Neben seiner Lehrtätigkeit begann er sich auch als Architekt in Karlsruhe zu etablieren. 1896 entwarf er für die Karlsruher Ortsgruppe des Schwarzwaldvereins den 26 Meter hohen Mahlbergturm, der noch heute in veränderter Form besteht. Seine umfangreichsten Bauprojekte erhielt er aber als Architekt des 1897 gegründeten Mieter- und Bauvereins. Bischoff war als Gründungsmitglied am 27. März 1897 zugleich in den Aufsichtsrat und am 7. Dezember des Jahres zum bauleitenden Architekten gewählt worden. Das erste Genossenschaftsprojekt nach seinen Plänen entstand von 1898 bis 1900 an der östlichen Peripherie der Stadt und umfasste zehn Gebäudeblöcke mit insgesamt 162 Wohnungen (Augartenstraße 93, Rankestraße 22-24, Scherrstraße 13-23, Sybelstraße 12-18, Gervinusstraße 1-10). Auch die 1902 übereck errichtete Wohnhausgruppe Boeckhstraße 19-21 / Klauprechtstraße 40-42 entstand nach seinen Plänen für den Mieter- und Bauverein. Das 1903 erbaute Doppelhaus in der Moltkestraße 39/41 dagegen entwarf er für sich und Stadtrat Heinrich Eitel.
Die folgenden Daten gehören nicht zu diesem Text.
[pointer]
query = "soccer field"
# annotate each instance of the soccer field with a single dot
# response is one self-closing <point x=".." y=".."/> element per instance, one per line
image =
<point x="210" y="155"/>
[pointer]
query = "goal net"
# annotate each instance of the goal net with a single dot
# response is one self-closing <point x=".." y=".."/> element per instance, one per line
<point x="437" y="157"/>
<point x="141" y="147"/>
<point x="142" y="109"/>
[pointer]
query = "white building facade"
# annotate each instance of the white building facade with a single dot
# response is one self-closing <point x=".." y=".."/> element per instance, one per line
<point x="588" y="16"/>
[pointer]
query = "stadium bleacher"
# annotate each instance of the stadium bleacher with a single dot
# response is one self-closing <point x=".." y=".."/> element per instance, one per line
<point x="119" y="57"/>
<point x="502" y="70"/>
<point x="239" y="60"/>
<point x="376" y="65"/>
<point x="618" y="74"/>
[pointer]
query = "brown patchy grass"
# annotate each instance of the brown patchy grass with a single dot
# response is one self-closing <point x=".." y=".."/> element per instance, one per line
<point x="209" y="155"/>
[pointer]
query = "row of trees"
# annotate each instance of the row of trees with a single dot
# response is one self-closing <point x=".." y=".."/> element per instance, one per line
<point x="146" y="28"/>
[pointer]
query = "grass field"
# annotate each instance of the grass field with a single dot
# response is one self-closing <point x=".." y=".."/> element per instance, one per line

Nachdem Emil Brannath 1903 leitender Architekt der gemeinnützigen Baugenossenschaft geworden war, lassen sich in Karlsruhe kaum mehr Bauprojekte Bischoffs nachweisen. 1906 erhielt er das Ritterkreuz 1. Klasse des Ordens vom Zähringer Löwen. Sein schlechter Gesundheitszustand zwang ihn zum 1. Januar 1914 seine Lehrtätigkeit aufzugeben. In Anerkennung seiner Verdienste wurde ihm der Titel eines Baurats verliehen.

Katja Förster 2020

Werk

Die Festdekoration in Wort und Bild, hrsg. von Eugen Bischoff, Franz Sales Meyer, Leipzig 1897.

Literatur

Bischoff, Eugen, Architekt, in: Nürnberger Künstlerlexikon. Bildende Künstler, Kunsthandwerker, Gelehrte, Sammler, Kulturschaffende und Mäzene vom 12. bis zur Mitte des 20. Jahrhunderts, hrsg. von Manfred H. Grieb unter Mitarb. zahlr. Fachgelehrten, München 2007, Bd. 1, S. 141; Brigitte Baumstark: Die grossherzoglich badische Kunstgewerbeschule in Karlsruhe. 1878-1920, Diss. Univ. Karlsruhe, 1988; Festschrift zum 30jährigen Bestehen des Mieter- und Bauvereins Karlsruhe eGmbH in Karlsruhe 1897-1927, hrsg. vom geschäftsführenden Vorstand, Karlsruhe 1927; Eugen Bischoff: Karlsruher Genossenschaftsbauten, in: Deutsche Bauzeitung, 34. Jg., Nr. 21, Berlin, 14. März 1900, S. 129 f.